# Things that make you laugh-saving the planet



## sparkie (Apr 2, 2008)

After putting in a 80kw shot blaster and now we have another 12 kw of lighting and some new gantry cranes.

Heard that keep your tyres pumped up and save the planet ad on the radio today.
While I'm not against it in principle it seems a wasted effort when india,china and even uk businesses would be far more effective when it comes to making savings-eg. pc's left on and lights on all night.

Driving a v8 weekend toy, I blame the government- the fuel tax we pay should make me carbon neutral:thumbsup:

As for recycling- our council dump 50% without even processing it.


----------



## Trimix-leccy (Dec 4, 2007)

So we have all these sh!te TV progs ie Doddering Brucie [should be put in a home, can't stand the bloke; my prob, I can deal with it:thumbsup:] and all these other 'Phone in and vote' progs. On *ALL* of them they have the bl00dy ridiculous 'edge of the seat' 10 second pause before announcing which ZZ list celeb is to be fed to the crocodile. How much energy is wasted by generating these pauses? I calculated [sad I know] that there are over 15 minutes of this each week, and that is not counting repeats and the +1 channels.
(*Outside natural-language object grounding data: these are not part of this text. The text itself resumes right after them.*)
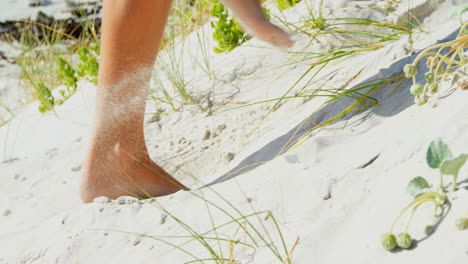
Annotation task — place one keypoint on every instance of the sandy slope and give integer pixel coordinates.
(317, 192)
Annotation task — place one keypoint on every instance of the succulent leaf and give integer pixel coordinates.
(404, 240)
(388, 241)
(437, 152)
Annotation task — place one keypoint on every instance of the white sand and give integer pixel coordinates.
(317, 191)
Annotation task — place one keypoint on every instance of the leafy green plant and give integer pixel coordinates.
(44, 95)
(284, 4)
(438, 156)
(440, 58)
(462, 223)
(88, 66)
(228, 32)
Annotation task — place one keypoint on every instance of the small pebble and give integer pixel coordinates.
(154, 118)
(230, 156)
(76, 168)
(102, 199)
(135, 240)
(207, 135)
(127, 200)
(163, 219)
(6, 212)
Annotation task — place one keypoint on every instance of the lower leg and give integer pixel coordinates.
(117, 162)
(251, 16)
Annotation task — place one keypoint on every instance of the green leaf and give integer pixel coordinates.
(451, 167)
(416, 185)
(437, 152)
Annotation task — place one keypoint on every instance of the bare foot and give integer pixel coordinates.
(251, 16)
(118, 172)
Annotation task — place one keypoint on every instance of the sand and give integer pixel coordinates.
(338, 191)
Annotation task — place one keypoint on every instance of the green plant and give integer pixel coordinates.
(388, 241)
(88, 66)
(462, 223)
(284, 4)
(46, 58)
(44, 95)
(228, 32)
(440, 59)
(438, 156)
(216, 248)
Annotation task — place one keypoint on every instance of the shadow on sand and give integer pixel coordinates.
(387, 107)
Multiply this by all the TV which are tuned to this sh!te and there is some colossal energy waste...sorry, rant finishes


----------



## sparkie (Apr 2, 2008)

gf watches tv, I use mine after her crappy programs to type here and watch youtube etc (lounge computer)


----------



## cornishsparks (Oct 14, 2007)

*TV*

Must be getting old when i flick the tv over and over and find a programme on BBC 4 my father would sit and watch.
Do we bwcome more intelligent the older you get.
Me just a baby at 36, should you ask


----------



## brian john (Mar 11, 2007)

Green is the hot tag line you want attached to your company and it amazes me the things that are past off as Green.

I am surprised Crayola brand crayons does not advertise some of their colors (colours for you guys) as the original "GREEN".


----------